WHAT YOU’LL NEED
- 3/4 cup lukewarm water
- 1 (.25 ounce) pouch of active dry yeast
- 2 cups all purpose flour, plus more for dusting
- 1 1/2 teaspoons cane sugar or agave nectar
- 1 teaspoon sea salt
- 1 tablespoon fresh or dried rosemary
- 2 tablespoons fresh thyme, coarsely chopped
- 2 to 3 tablespoons olive oil
- 1/2 small butternut squash, cut into 1/4 to 1/2-inch pieces
- 3 tablespoons butter
- 4 cloves garlic, minced
- 1/2 head kale
- 1 cup ricotta cheese
- 250 g Love Beets cooked beetroot, sliced
- 1 tablespoon Italian Seasoning
- sea salt to taste
WHAT TO DO
- Pour warm water into a large mixing bowl along with the yeast. Stir well to dissolve the yeast, and let it stand until yeast is very fragrant – about 5-8 minutes.
In a separate bowl, stir together the flour, sugar, sea salt, rosemary, and thyme.
- Pour half the flour mixture into the bowl with the yeast mixture and stir until well combined.
- Pour in the remaining half and continue stirring until dough forms. Transfer the dough to a lightly floured surface and knead until a smooth dough ball forms, adding flour a tablespoon at a time if necessary.
- Lightly oil a large bowl and transfer the dough to the bowl. Coat the dough with 2-3 tablespoons of oil. Cover the bowl with a kitchen towel and place in a warm spot in your house. All dough to sit until it has doubled in volume – about 1 hour.
- Note: dough can be made up to two days in advance and stored in plastic wrap in the refrigerator.

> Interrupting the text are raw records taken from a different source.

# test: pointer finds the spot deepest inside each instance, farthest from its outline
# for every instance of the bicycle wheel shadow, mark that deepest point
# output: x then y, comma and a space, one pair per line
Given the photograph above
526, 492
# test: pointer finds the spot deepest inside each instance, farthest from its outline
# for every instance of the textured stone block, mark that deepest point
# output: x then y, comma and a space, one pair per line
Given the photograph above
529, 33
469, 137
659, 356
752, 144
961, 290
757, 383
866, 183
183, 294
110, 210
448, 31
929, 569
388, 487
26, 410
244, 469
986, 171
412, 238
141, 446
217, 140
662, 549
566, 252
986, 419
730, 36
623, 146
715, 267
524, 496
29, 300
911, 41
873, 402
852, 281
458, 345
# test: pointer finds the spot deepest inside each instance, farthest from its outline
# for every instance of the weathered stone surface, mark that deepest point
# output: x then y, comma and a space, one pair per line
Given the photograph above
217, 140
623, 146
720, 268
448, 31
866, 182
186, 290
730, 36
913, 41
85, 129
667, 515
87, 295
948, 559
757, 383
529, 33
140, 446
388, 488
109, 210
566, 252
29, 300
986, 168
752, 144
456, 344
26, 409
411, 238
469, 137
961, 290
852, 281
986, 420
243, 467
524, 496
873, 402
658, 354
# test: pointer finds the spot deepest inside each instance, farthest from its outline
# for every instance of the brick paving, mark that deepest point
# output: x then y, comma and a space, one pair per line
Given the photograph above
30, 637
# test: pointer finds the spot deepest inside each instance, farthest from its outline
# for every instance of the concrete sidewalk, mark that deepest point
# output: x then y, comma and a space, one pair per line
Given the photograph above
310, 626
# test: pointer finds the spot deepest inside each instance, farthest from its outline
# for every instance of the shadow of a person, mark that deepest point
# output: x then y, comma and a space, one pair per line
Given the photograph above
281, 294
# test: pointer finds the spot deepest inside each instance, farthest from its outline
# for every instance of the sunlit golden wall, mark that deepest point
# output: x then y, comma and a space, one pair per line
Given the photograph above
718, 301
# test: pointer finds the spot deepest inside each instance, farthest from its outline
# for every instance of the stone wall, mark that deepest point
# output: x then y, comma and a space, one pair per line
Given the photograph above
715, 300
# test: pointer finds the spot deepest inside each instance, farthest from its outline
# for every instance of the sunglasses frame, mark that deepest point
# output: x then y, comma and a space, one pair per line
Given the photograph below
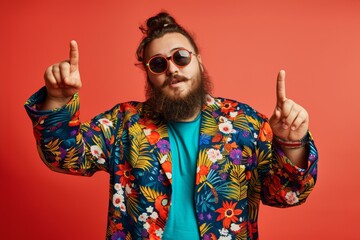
171, 57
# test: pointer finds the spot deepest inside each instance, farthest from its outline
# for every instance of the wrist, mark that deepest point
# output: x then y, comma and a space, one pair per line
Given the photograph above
292, 144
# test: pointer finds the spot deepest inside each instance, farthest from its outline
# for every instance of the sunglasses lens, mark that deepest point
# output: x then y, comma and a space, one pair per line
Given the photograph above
182, 57
158, 64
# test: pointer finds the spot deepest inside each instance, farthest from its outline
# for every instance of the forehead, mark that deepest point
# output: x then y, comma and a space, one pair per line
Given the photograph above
166, 44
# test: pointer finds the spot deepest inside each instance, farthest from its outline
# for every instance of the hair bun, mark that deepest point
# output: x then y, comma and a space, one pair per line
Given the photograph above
159, 21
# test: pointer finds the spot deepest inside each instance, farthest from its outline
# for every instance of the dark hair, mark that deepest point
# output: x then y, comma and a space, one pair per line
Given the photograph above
156, 27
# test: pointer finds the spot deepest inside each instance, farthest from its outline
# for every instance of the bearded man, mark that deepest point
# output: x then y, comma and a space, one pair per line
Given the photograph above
182, 164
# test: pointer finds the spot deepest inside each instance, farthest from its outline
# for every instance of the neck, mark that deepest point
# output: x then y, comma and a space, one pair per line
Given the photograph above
192, 118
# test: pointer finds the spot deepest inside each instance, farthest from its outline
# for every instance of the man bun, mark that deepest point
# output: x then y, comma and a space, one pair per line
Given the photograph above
159, 21
156, 27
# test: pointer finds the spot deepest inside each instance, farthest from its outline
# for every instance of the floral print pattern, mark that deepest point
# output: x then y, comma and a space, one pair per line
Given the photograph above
237, 166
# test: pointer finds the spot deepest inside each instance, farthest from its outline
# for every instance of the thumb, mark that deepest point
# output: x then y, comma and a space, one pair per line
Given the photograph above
275, 117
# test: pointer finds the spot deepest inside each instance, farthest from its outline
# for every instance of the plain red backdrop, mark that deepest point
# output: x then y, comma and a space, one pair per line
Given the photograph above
243, 45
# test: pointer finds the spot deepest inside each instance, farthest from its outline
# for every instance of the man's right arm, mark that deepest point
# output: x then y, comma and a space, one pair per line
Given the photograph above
62, 80
64, 144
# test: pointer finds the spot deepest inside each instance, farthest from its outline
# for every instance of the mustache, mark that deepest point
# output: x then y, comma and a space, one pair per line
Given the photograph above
174, 78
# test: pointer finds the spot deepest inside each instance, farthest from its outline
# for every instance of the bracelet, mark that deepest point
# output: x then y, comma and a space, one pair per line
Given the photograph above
292, 144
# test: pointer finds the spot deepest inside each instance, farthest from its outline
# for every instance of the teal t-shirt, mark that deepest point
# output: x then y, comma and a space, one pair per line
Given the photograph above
184, 145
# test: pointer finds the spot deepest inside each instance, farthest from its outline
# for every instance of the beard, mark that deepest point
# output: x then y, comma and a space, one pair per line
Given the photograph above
176, 108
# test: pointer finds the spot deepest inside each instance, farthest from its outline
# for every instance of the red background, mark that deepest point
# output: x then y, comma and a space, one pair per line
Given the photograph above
243, 45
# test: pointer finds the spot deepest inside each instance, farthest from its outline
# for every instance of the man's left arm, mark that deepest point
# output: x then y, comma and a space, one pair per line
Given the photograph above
291, 172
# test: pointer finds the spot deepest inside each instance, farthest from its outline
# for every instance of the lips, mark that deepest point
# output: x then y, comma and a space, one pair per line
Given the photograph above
174, 81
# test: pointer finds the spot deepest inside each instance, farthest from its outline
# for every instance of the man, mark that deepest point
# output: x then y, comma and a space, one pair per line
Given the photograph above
183, 164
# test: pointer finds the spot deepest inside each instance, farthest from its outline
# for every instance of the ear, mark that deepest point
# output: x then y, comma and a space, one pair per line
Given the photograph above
200, 62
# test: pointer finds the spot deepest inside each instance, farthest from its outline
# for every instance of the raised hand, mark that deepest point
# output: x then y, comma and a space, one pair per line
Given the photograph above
62, 79
290, 121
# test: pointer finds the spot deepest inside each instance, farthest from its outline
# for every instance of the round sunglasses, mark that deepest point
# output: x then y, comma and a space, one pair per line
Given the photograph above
159, 64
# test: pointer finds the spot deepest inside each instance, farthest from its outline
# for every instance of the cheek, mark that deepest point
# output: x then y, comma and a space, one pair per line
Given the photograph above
156, 80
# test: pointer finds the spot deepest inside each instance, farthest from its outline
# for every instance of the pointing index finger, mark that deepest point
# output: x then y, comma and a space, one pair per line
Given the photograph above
280, 87
74, 56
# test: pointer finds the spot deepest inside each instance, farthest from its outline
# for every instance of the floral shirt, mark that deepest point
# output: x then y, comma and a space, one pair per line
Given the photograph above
237, 167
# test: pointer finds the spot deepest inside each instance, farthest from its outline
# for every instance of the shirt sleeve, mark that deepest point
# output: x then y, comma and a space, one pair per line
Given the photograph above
282, 183
65, 144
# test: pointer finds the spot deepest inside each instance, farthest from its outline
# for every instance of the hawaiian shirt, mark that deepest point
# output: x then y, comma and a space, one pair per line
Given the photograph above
237, 166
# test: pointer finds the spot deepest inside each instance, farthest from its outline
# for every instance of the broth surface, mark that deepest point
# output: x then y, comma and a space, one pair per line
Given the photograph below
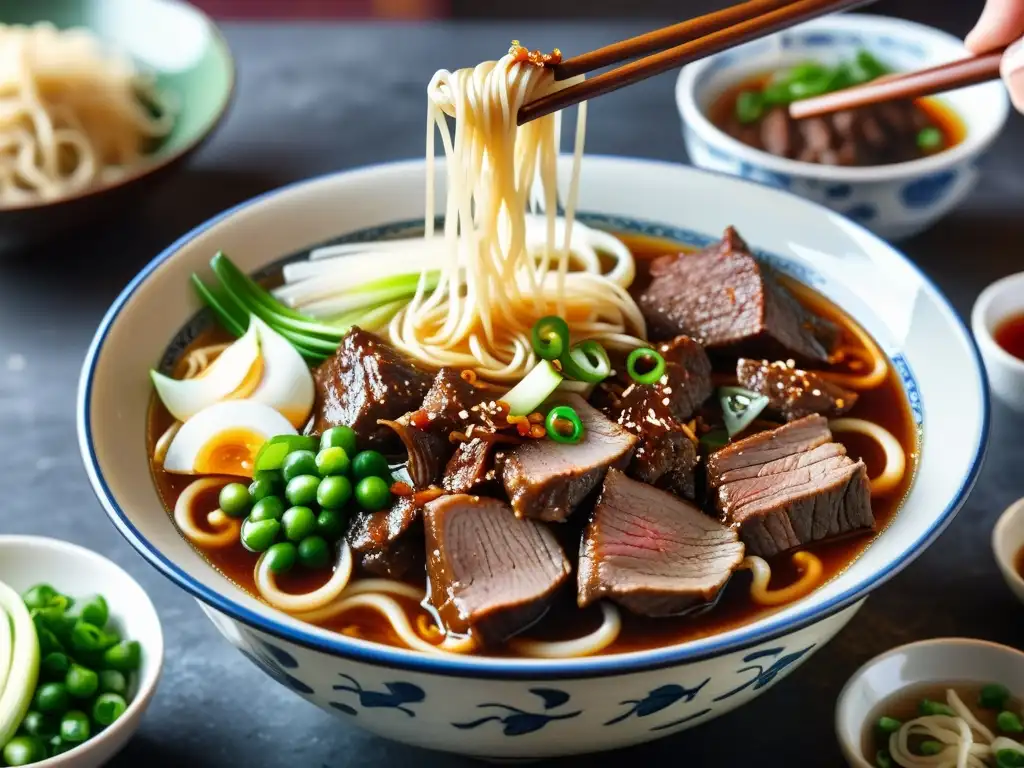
886, 406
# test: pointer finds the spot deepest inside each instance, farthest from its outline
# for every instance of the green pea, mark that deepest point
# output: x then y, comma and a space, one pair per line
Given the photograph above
1008, 722
125, 656
298, 522
993, 696
259, 536
95, 611
269, 508
23, 751
51, 698
38, 724
109, 708
370, 464
314, 553
928, 707
343, 437
333, 461
39, 596
334, 493
112, 681
81, 683
235, 500
373, 494
331, 524
299, 463
54, 666
75, 726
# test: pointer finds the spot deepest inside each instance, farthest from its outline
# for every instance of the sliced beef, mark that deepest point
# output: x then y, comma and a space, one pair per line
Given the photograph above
389, 543
665, 455
652, 553
547, 479
793, 393
791, 486
491, 572
364, 383
728, 302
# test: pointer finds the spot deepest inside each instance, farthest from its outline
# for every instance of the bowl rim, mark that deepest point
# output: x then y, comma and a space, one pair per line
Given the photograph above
154, 649
974, 142
144, 169
842, 698
489, 667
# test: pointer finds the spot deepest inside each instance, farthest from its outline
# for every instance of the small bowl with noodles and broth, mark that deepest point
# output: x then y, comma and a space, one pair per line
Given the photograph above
102, 97
950, 702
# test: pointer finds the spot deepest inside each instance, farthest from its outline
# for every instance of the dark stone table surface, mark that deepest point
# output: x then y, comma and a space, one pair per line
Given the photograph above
322, 97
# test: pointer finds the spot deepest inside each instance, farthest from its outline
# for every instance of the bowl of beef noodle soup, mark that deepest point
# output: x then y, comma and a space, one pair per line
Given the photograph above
552, 454
896, 168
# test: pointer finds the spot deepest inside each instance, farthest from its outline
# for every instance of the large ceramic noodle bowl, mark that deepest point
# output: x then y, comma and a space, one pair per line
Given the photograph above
508, 613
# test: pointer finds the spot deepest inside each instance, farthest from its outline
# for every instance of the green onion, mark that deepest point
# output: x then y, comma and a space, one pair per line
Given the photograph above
550, 337
535, 388
563, 414
930, 138
739, 408
652, 358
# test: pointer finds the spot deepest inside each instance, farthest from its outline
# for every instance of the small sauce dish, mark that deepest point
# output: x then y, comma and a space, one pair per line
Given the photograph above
961, 663
1008, 544
26, 561
997, 304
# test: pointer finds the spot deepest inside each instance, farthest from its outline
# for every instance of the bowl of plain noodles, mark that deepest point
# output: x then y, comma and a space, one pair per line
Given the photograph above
92, 103
518, 455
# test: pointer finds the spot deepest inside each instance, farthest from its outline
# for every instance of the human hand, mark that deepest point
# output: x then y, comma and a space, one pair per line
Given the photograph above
1001, 24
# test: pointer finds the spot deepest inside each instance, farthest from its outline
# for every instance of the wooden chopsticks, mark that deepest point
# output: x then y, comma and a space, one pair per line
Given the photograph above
690, 40
911, 85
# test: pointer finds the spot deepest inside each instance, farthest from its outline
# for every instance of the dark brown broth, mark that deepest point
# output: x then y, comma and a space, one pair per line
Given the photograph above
886, 406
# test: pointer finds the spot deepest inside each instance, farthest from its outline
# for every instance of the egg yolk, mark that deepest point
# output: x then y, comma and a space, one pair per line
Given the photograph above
229, 453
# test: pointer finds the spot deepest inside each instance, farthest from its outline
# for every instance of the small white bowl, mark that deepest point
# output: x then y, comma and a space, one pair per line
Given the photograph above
27, 560
1008, 541
894, 201
1000, 300
948, 659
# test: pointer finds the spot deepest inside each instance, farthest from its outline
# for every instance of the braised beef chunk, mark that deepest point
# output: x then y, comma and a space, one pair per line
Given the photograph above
547, 479
726, 300
793, 393
665, 454
365, 382
791, 486
651, 552
687, 376
388, 543
489, 571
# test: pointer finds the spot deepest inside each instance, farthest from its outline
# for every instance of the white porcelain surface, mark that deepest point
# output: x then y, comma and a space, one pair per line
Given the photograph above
26, 561
894, 201
1003, 299
942, 660
1008, 543
504, 708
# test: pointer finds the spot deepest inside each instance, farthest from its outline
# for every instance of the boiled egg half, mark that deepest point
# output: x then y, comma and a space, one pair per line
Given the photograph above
224, 438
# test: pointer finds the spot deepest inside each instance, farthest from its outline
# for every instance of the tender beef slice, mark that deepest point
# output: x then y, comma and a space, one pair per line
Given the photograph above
547, 479
491, 572
389, 543
652, 553
793, 393
729, 303
364, 383
665, 454
790, 486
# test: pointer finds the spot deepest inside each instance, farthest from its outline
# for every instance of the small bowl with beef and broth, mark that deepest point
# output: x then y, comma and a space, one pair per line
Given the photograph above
896, 168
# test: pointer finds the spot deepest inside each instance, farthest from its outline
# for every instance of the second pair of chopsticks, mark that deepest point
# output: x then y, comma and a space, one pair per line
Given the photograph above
677, 45
911, 85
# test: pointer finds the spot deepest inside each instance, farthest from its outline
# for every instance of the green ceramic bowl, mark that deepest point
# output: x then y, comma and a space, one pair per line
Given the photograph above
193, 64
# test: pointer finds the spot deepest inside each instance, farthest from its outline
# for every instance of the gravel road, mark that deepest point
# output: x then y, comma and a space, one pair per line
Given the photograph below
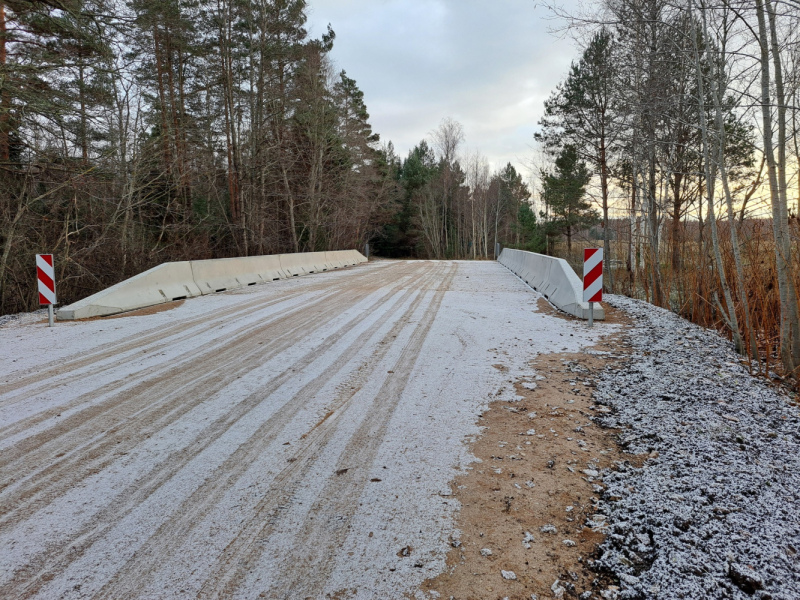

If you have a stand mixer, you can use the mixer with the dough hook attachment to prepare the dough.
- While the dough is rising. you can prepare the pizza toppings.
- Preheat the oven to 200°C. Spread butternut squash over a baking sheet and drizzle with enough olive oil to coat the full surface of all of the squash. Sprinkle with sea salt and Italian seasoning. Bake for 10 minutes, flip, and bake for an additional 5 minutes or until butternut squash is golden brown and soft.
- Add butter to a large skilled and heat to medium. Add the garlic and sauté, stirring frequently, until very fragrant – about two minutes. Add the chopped kale leaves, cover, and cook until leaves have wilted (about 2-3 minutes). Stir well to coat the kale in garlic and butter.
Bring It All Together
- Increase the oven temperature to 220°C and spread a small amount of flour or corn meal over a baking sheet or pizza stone.
- Roll out the pizza dough on a floured surface and transfer to the prepared baking sheet.
- Pre-bake the dough with no toppings for 8-12 minutes or until the edges begin to lightly brown.
- Evenly spread the sautéed kale over the crust. Layer with roasted butternut squash, beets, and ricotta cheese. Sprinkle sea salt an Italian seasoning over the pizza and bake for 10 to 15 minutes, or until the ricotta begins to brown and the crust begins to crisp.
- Allow pizza to sit for 10 minutes before cutting into large pieces and serving.